Dienstag, 11. März 2014

Die wichtigsten Alben 2013 #2: Arcade Fire - Reflektor

Ich möchte diese späte Gelegenheiten mal für ein Statement nutzen: Ich hasse virales Marketing. Das mag ja vor einigen Jahren noch lustig gewesen sein, jetzt ist es doch nur ausgelutscht und prätentiös. Zum Beispiel, wenn sich Arcade Fire dazu herabschwingen, Monate vor dem Erscheinen ihres Albums an verschiedenen Orten in größeren Städten weltweit ihr "Reflektor"-Logo, diese Kreuzworträtselraute, hinsprayen zu lassen. Gut, da gehen dann unbescholtene Passanten vorbei und sehen das und denken "Aha" und gehen weiter. Haben die jetzt Lust, ein Arcade Fire Album zu kaufen? Zu googlen, woher dieses Gebilde denn kommt? Sind sie gespannt auf Musik? Nein? Wie denn auch! Und dann diese echt seventiesmäßige Stuntgag, dass die Band sich jetzt "The Reflektors" nennt, aber auch nur aus Spaß, und unter dem Namen sogenannte Secret Gigs spielt oder bei John Stuart auftreten, breit grinsend. Gut, die haben halt Spaß, schön für sie, aber was soll denn das alles? Eher durchgehen kann das "Here Comes The Night Time" Konzertvideo, das sich zwar unverschämt und auch manchmal etwas zu aufdringlich des Promi-Bonus bedient, aber doch irgendwie ein gutes Gefühl vermittelt, wo man auch etwas von dem Spaß abhaben kann, den Arcade Fire anscheinend gerade haben mit ihrer neuen Musik und Platte und Kampagne.

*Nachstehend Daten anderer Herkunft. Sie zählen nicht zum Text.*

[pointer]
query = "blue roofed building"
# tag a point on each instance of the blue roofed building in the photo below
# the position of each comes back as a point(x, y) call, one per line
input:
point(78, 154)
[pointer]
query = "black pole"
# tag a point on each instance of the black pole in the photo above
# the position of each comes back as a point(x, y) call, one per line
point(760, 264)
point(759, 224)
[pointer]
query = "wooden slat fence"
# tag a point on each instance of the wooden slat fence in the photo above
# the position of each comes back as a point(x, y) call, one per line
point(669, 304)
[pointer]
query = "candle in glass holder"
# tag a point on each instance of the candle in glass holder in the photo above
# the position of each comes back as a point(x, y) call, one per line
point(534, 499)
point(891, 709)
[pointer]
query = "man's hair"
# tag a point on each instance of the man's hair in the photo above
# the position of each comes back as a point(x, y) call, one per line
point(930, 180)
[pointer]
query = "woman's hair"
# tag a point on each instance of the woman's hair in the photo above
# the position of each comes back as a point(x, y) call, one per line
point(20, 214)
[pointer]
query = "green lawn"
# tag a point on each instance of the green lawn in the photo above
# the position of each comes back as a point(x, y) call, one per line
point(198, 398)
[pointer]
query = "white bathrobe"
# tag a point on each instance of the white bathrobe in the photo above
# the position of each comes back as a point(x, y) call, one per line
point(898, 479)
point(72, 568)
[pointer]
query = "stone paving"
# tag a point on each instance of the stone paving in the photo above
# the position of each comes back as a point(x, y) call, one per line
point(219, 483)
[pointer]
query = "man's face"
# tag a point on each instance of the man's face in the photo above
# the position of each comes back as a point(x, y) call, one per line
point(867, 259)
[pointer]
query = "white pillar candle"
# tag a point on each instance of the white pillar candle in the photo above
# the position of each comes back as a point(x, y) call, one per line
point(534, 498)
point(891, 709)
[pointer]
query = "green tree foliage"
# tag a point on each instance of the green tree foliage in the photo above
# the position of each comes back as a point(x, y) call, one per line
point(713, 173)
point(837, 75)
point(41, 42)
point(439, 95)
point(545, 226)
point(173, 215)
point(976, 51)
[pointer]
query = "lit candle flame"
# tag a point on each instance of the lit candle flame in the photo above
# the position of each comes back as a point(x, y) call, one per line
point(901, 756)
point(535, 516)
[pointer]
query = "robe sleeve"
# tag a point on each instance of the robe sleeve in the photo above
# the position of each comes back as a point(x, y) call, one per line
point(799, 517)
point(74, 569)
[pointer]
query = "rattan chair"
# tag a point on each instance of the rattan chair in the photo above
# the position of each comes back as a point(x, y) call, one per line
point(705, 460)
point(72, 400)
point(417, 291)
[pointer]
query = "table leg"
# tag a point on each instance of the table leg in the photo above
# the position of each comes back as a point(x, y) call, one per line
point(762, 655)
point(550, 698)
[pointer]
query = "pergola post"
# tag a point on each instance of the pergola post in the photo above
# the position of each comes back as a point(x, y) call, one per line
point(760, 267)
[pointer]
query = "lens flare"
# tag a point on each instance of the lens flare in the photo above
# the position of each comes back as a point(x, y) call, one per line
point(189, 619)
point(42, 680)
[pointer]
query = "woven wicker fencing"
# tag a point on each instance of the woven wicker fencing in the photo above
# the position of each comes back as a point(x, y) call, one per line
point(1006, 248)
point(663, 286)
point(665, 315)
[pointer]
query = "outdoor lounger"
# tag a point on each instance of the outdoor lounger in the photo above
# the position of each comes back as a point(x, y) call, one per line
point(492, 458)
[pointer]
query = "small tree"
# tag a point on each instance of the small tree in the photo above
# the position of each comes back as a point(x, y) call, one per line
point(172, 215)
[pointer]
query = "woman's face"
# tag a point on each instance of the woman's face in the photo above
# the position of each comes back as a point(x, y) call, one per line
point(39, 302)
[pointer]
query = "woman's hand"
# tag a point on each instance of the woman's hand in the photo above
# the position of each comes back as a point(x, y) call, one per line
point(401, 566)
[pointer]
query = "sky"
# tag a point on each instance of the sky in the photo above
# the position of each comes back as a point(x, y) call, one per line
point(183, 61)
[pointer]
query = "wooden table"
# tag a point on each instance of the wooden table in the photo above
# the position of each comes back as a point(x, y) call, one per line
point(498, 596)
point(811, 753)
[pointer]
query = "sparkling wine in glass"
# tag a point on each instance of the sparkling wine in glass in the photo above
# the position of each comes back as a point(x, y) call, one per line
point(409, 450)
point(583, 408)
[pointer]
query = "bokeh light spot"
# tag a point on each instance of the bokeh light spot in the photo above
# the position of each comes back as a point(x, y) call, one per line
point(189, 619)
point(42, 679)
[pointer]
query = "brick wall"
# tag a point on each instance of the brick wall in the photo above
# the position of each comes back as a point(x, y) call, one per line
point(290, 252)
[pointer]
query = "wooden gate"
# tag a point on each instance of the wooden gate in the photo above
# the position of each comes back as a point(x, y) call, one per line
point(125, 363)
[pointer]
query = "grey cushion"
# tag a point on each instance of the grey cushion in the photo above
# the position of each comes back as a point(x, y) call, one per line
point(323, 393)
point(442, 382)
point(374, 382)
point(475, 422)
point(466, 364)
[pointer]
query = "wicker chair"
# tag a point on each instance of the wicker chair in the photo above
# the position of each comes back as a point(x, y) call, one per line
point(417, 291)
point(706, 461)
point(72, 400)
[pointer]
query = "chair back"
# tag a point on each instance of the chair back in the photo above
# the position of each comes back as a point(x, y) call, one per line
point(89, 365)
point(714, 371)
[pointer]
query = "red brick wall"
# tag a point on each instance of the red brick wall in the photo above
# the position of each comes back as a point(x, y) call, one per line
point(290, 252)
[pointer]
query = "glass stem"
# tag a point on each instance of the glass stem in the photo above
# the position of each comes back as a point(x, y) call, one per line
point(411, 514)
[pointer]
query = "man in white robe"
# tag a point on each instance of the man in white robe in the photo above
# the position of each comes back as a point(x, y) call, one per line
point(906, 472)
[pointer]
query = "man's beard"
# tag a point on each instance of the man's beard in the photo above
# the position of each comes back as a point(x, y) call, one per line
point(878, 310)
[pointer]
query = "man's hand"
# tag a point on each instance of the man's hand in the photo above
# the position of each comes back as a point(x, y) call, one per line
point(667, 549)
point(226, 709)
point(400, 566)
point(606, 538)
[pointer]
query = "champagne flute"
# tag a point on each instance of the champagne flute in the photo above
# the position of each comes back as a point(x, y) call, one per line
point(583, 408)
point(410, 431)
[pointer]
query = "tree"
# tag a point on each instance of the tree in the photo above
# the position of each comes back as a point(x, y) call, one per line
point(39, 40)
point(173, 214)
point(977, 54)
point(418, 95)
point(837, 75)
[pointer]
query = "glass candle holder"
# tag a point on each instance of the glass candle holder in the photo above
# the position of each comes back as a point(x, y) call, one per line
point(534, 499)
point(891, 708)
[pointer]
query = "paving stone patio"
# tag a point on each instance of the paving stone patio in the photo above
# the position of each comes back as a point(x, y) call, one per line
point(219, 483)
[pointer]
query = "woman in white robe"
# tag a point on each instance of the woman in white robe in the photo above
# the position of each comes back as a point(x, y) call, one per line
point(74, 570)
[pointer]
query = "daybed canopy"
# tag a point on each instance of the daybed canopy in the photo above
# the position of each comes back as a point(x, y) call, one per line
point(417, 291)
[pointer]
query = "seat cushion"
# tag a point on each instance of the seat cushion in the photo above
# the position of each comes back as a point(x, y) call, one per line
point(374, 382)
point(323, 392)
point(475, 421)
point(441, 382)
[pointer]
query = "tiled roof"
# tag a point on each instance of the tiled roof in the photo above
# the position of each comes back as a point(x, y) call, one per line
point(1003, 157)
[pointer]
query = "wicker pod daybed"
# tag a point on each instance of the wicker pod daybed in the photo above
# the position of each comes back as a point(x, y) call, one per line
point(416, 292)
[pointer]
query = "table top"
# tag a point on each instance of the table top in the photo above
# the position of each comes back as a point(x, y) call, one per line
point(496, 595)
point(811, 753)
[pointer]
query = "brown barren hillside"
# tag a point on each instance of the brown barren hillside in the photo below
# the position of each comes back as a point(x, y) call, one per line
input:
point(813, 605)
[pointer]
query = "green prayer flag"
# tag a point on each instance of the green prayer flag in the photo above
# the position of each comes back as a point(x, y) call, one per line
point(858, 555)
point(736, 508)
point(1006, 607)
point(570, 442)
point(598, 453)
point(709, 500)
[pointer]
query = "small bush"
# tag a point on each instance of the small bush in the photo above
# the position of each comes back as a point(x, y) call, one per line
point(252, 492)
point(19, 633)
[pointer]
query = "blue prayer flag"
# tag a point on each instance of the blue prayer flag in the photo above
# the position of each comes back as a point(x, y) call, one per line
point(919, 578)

Der eigentliche Gag ist aber doch, wie wenig Arcade Fire diesen Schnickschnack brauchen. Nicht erst seit dem Grammy für "The Suburbs" liegen denen doch wirklich alle zu Füßen, die was mit Musik am Hut haben. Wen interessiert da, ob avid Bowie auf dem Titelstück im Background singt? Diese Band braucht doch wirklich nur sich selbst und besteht immerhin aus ordentlich vielen Kernmitgliedern und x-vielen Semi-Mitgliedern aus dem Montréal Pool um Broken Social Scene, Stars, Owen Pallett etc. Und wer "Reflektor" gehört hat, der braucht sich sowieso nur zu fragen, warum diese Band sich mehr und mehr auf das Name- und Facedropping befreundeter Kollegen verlässt. Weder Bono noch ettliche Saturday Night Live Alumni oder der Coppola-Clan  können dieser Band mit der astreinen weißen musikalischen Weste hinzufügen, was diese nicht schon selbst hinzugefügt hätten.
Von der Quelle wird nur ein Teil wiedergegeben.